All of the authors hesitated for several seconds. They had not expected this. In fact, when answering my question, Brennert (unlike Fowler and Manfredi) wouldn’t even look me in the eye. But Brennert, to his credit, didn’t try to evade the issue (unlike the other two). He suggested that with Moloka’I at least, the story had been so meticulously researched that he felt obligated to pen the afterword. This still didn’t address the fact that Brennert had penned the book club questions.

At this point, Benson looking at her watch, wrapped up the panel precisely at 3:30 PM.


Overall, I enjoyed my Books at the Bay experience. It was good to chitchat with many of my favorite indie booksellers. I even ran into David Kipen twice, who I had not known would be interviewing Gus Lee. He did tell me that a podcast would be available through the Chronicle site.

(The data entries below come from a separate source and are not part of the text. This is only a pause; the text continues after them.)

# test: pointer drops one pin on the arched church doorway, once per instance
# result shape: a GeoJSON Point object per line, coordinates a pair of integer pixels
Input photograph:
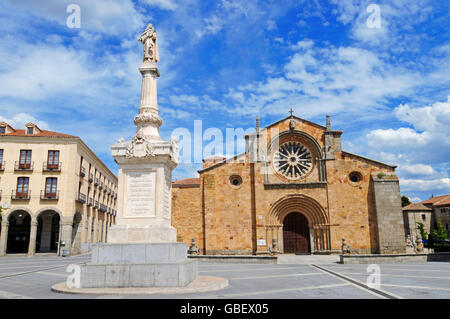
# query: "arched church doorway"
{"type": "Point", "coordinates": [312, 223]}
{"type": "Point", "coordinates": [18, 232]}
{"type": "Point", "coordinates": [47, 236]}
{"type": "Point", "coordinates": [296, 238]}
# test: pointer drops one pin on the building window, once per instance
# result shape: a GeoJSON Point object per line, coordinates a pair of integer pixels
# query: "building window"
{"type": "Point", "coordinates": [53, 158]}
{"type": "Point", "coordinates": [22, 186]}
{"type": "Point", "coordinates": [235, 180]}
{"type": "Point", "coordinates": [25, 159]}
{"type": "Point", "coordinates": [355, 177]}
{"type": "Point", "coordinates": [50, 186]}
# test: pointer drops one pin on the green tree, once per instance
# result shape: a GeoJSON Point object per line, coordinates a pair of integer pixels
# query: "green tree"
{"type": "Point", "coordinates": [405, 201]}
{"type": "Point", "coordinates": [421, 229]}
{"type": "Point", "coordinates": [440, 234]}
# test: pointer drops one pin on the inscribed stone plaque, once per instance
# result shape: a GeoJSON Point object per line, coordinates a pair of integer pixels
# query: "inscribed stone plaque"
{"type": "Point", "coordinates": [166, 199]}
{"type": "Point", "coordinates": [140, 194]}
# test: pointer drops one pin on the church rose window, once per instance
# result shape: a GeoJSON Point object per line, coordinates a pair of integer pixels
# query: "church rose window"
{"type": "Point", "coordinates": [293, 160]}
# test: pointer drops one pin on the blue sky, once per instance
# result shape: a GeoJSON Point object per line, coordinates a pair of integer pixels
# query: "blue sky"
{"type": "Point", "coordinates": [226, 62]}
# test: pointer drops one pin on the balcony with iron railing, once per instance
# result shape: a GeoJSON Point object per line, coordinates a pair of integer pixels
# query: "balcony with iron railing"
{"type": "Point", "coordinates": [80, 198]}
{"type": "Point", "coordinates": [16, 195]}
{"type": "Point", "coordinates": [49, 196]}
{"type": "Point", "coordinates": [18, 166]}
{"type": "Point", "coordinates": [51, 167]}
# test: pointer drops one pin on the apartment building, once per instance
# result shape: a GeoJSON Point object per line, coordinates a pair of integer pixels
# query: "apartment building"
{"type": "Point", "coordinates": [56, 195]}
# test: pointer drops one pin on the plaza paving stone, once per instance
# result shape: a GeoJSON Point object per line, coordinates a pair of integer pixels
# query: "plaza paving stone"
{"type": "Point", "coordinates": [32, 277]}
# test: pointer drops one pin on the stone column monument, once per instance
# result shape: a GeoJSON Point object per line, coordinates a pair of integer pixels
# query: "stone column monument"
{"type": "Point", "coordinates": [141, 249]}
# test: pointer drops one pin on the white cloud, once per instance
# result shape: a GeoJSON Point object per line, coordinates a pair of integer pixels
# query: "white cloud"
{"type": "Point", "coordinates": [271, 25]}
{"type": "Point", "coordinates": [211, 25]}
{"type": "Point", "coordinates": [427, 140]}
{"type": "Point", "coordinates": [417, 169]}
{"type": "Point", "coordinates": [163, 4]}
{"type": "Point", "coordinates": [354, 79]}
{"type": "Point", "coordinates": [425, 185]}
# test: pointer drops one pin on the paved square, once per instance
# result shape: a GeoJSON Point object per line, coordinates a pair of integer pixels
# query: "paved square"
{"type": "Point", "coordinates": [32, 277]}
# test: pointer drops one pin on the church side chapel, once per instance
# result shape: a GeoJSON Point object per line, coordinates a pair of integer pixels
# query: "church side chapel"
{"type": "Point", "coordinates": [294, 190]}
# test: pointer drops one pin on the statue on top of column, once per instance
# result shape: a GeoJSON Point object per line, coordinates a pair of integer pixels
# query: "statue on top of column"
{"type": "Point", "coordinates": [149, 41]}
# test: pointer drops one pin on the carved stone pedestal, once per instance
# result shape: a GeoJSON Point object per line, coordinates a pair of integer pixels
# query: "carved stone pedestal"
{"type": "Point", "coordinates": [142, 250]}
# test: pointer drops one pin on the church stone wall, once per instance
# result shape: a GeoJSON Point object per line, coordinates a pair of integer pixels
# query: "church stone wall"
{"type": "Point", "coordinates": [187, 214]}
{"type": "Point", "coordinates": [352, 210]}
{"type": "Point", "coordinates": [228, 219]}
{"type": "Point", "coordinates": [390, 224]}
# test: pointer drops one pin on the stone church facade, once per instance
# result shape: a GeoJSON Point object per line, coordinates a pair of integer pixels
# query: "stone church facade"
{"type": "Point", "coordinates": [294, 190]}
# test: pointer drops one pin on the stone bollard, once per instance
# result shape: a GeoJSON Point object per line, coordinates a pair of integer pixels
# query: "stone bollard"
{"type": "Point", "coordinates": [273, 249]}
{"type": "Point", "coordinates": [346, 249]}
{"type": "Point", "coordinates": [419, 245]}
{"type": "Point", "coordinates": [193, 249]}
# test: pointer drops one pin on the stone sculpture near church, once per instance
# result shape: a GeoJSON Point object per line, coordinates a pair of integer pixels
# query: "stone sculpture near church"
{"type": "Point", "coordinates": [142, 248]}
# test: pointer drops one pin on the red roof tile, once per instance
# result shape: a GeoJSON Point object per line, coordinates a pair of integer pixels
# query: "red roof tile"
{"type": "Point", "coordinates": [42, 133]}
{"type": "Point", "coordinates": [416, 206]}
{"type": "Point", "coordinates": [436, 200]}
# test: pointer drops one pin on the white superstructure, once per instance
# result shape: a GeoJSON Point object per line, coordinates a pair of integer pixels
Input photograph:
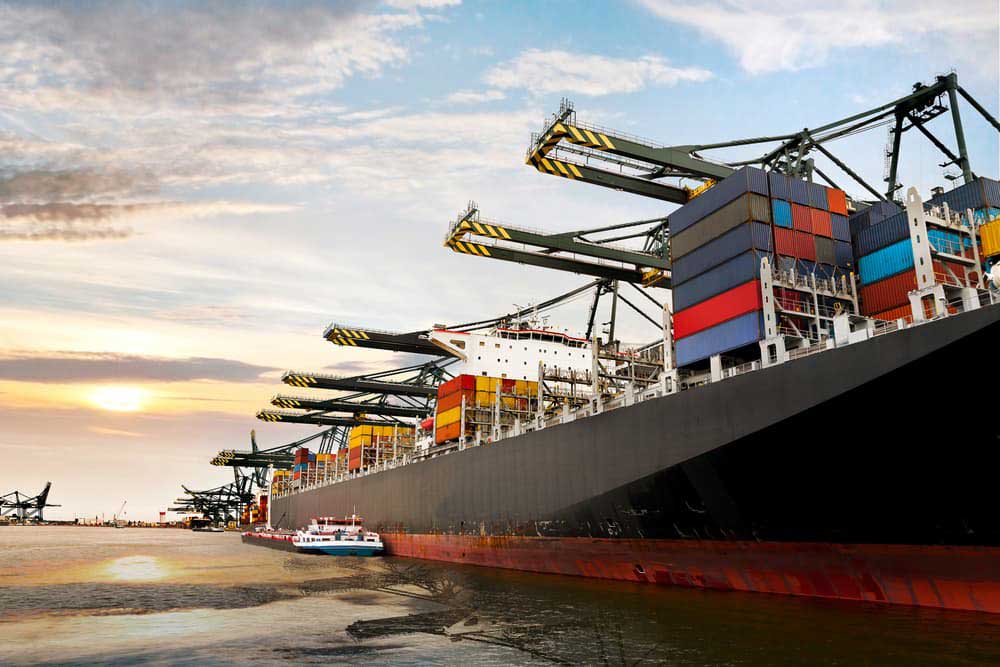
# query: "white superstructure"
{"type": "Point", "coordinates": [514, 353]}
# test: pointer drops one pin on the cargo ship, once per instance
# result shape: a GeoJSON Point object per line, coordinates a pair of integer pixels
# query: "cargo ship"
{"type": "Point", "coordinates": [811, 420]}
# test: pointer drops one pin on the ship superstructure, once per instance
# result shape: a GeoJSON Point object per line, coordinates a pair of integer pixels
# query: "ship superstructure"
{"type": "Point", "coordinates": [763, 438]}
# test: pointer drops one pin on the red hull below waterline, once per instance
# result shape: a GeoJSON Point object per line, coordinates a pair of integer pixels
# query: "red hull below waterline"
{"type": "Point", "coordinates": [964, 578]}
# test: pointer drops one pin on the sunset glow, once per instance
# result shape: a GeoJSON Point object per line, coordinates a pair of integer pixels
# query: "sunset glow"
{"type": "Point", "coordinates": [119, 398]}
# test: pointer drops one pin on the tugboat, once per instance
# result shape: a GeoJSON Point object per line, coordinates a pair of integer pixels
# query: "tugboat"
{"type": "Point", "coordinates": [324, 535]}
{"type": "Point", "coordinates": [338, 537]}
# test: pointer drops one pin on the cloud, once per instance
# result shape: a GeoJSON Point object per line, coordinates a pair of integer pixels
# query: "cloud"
{"type": "Point", "coordinates": [422, 4]}
{"type": "Point", "coordinates": [475, 96]}
{"type": "Point", "coordinates": [68, 221]}
{"type": "Point", "coordinates": [134, 57]}
{"type": "Point", "coordinates": [562, 71]}
{"type": "Point", "coordinates": [48, 185]}
{"type": "Point", "coordinates": [72, 367]}
{"type": "Point", "coordinates": [104, 430]}
{"type": "Point", "coordinates": [770, 35]}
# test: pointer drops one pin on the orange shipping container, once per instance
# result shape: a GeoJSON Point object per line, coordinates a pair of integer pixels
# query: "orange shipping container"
{"type": "Point", "coordinates": [900, 312]}
{"type": "Point", "coordinates": [889, 293]}
{"type": "Point", "coordinates": [446, 433]}
{"type": "Point", "coordinates": [455, 399]}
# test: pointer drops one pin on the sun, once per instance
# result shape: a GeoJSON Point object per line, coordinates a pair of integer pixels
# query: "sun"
{"type": "Point", "coordinates": [118, 398]}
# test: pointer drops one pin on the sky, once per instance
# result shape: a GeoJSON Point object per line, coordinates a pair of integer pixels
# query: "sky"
{"type": "Point", "coordinates": [191, 192]}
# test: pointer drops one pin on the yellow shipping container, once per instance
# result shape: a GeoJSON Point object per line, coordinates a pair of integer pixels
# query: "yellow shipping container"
{"type": "Point", "coordinates": [486, 384]}
{"type": "Point", "coordinates": [449, 416]}
{"type": "Point", "coordinates": [990, 235]}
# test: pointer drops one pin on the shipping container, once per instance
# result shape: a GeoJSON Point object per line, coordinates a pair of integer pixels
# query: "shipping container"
{"type": "Point", "coordinates": [720, 308]}
{"type": "Point", "coordinates": [799, 191]}
{"type": "Point", "coordinates": [891, 230]}
{"type": "Point", "coordinates": [897, 313]}
{"type": "Point", "coordinates": [887, 293]}
{"type": "Point", "coordinates": [821, 223]}
{"type": "Point", "coordinates": [817, 196]}
{"type": "Point", "coordinates": [735, 333]}
{"type": "Point", "coordinates": [825, 253]}
{"type": "Point", "coordinates": [780, 189]}
{"type": "Point", "coordinates": [885, 262]}
{"type": "Point", "coordinates": [751, 235]}
{"type": "Point", "coordinates": [448, 433]}
{"type": "Point", "coordinates": [871, 215]}
{"type": "Point", "coordinates": [455, 399]}
{"type": "Point", "coordinates": [747, 179]}
{"type": "Point", "coordinates": [982, 193]}
{"type": "Point", "coordinates": [781, 213]}
{"type": "Point", "coordinates": [456, 384]}
{"type": "Point", "coordinates": [836, 201]}
{"type": "Point", "coordinates": [989, 234]}
{"type": "Point", "coordinates": [449, 416]}
{"type": "Point", "coordinates": [801, 218]}
{"type": "Point", "coordinates": [784, 242]}
{"type": "Point", "coordinates": [841, 230]}
{"type": "Point", "coordinates": [843, 254]}
{"type": "Point", "coordinates": [743, 209]}
{"type": "Point", "coordinates": [804, 246]}
{"type": "Point", "coordinates": [727, 275]}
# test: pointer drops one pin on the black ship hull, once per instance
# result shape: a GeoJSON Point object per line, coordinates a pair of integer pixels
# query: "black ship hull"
{"type": "Point", "coordinates": [889, 442]}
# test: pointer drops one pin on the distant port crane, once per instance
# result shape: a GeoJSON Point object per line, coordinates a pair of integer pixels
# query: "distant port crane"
{"type": "Point", "coordinates": [25, 508]}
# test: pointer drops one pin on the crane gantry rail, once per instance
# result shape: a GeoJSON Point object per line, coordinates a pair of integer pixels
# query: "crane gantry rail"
{"type": "Point", "coordinates": [24, 507]}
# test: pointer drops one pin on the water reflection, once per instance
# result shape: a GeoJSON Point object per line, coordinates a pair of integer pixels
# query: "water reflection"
{"type": "Point", "coordinates": [136, 568]}
{"type": "Point", "coordinates": [167, 597]}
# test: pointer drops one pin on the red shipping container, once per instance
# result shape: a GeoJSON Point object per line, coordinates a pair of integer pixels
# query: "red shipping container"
{"type": "Point", "coordinates": [456, 383]}
{"type": "Point", "coordinates": [888, 293]}
{"type": "Point", "coordinates": [449, 432]}
{"type": "Point", "coordinates": [805, 247]}
{"type": "Point", "coordinates": [821, 223]}
{"type": "Point", "coordinates": [801, 218]}
{"type": "Point", "coordinates": [899, 312]}
{"type": "Point", "coordinates": [788, 299]}
{"type": "Point", "coordinates": [836, 201]}
{"type": "Point", "coordinates": [455, 399]}
{"type": "Point", "coordinates": [720, 308]}
{"type": "Point", "coordinates": [784, 241]}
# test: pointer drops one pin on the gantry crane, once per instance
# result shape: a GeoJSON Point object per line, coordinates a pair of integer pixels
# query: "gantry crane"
{"type": "Point", "coordinates": [24, 507]}
{"type": "Point", "coordinates": [575, 150]}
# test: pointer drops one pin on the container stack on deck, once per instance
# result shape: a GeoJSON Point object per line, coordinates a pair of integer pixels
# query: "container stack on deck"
{"type": "Point", "coordinates": [885, 253]}
{"type": "Point", "coordinates": [718, 239]}
{"type": "Point", "coordinates": [369, 445]}
{"type": "Point", "coordinates": [478, 395]}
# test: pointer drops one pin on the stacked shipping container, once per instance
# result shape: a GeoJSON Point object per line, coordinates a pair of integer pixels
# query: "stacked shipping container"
{"type": "Point", "coordinates": [718, 239]}
{"type": "Point", "coordinates": [885, 263]}
{"type": "Point", "coordinates": [368, 445]}
{"type": "Point", "coordinates": [479, 394]}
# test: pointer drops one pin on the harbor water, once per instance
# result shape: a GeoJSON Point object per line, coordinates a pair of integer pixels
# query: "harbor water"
{"type": "Point", "coordinates": [100, 596]}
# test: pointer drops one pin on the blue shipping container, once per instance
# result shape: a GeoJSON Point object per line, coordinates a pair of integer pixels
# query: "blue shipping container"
{"type": "Point", "coordinates": [980, 193]}
{"type": "Point", "coordinates": [780, 189]}
{"type": "Point", "coordinates": [844, 254]}
{"type": "Point", "coordinates": [841, 230]}
{"type": "Point", "coordinates": [943, 240]}
{"type": "Point", "coordinates": [817, 196]}
{"type": "Point", "coordinates": [724, 337]}
{"type": "Point", "coordinates": [747, 179]}
{"type": "Point", "coordinates": [886, 262]}
{"type": "Point", "coordinates": [781, 213]}
{"type": "Point", "coordinates": [800, 191]}
{"type": "Point", "coordinates": [736, 271]}
{"type": "Point", "coordinates": [882, 234]}
{"type": "Point", "coordinates": [744, 237]}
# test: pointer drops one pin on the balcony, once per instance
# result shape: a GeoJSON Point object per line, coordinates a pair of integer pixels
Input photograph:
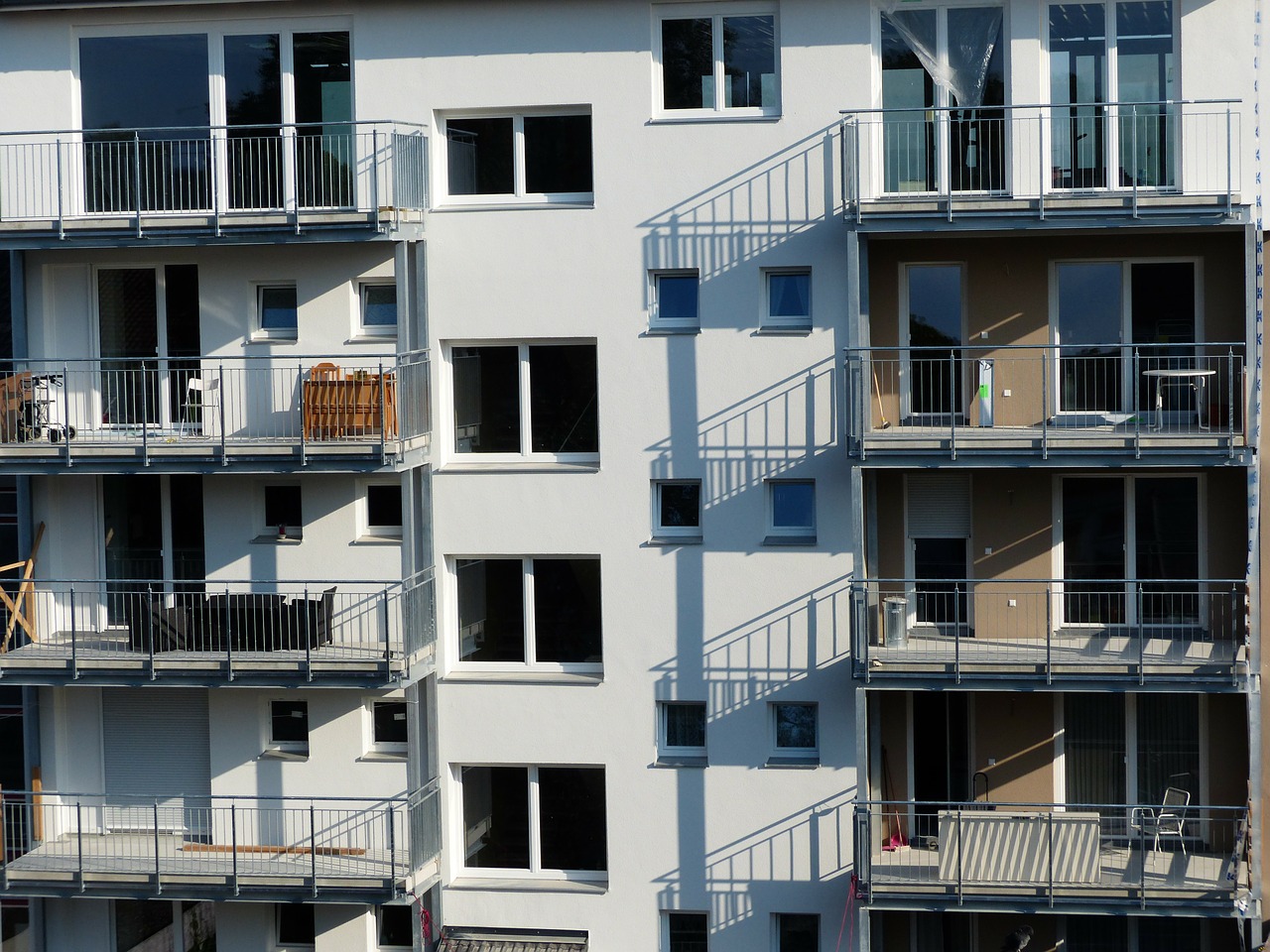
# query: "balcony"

I’d say the panels themselves worked when everything was laidback and loose, they failed abysmally when they were formal and restricted. Books by the Bay, I’m convinced, belongs outside in the sunshine (or the fog) rather than in some antiseptic theatre with antiseptic moderators. It also needs harder questions thrown into the mix or else the panel itself is a pretty pointless (and nearly lifeless) experience.

[UPDATE: An additional account can be found at Ghost Word.]

[UPDATE 2: The one and only Michelle Richmond has another account over at the Happy Booker.]


  1. Hey now, I love the discussion questions Karen put at the end of JABC. They poke fun at the whole idea of such questions while still being really funny for people who read the book. Since at least two of the three people (I don’t know about Manfredi) have written those type of questions for their own books maybe they were just taken aback at having something they wrote be called insipid?

    All the writers I know who’ve ever been selected for any book club are thrilled because it means a certain number of people will buy–and hopefully read–the book.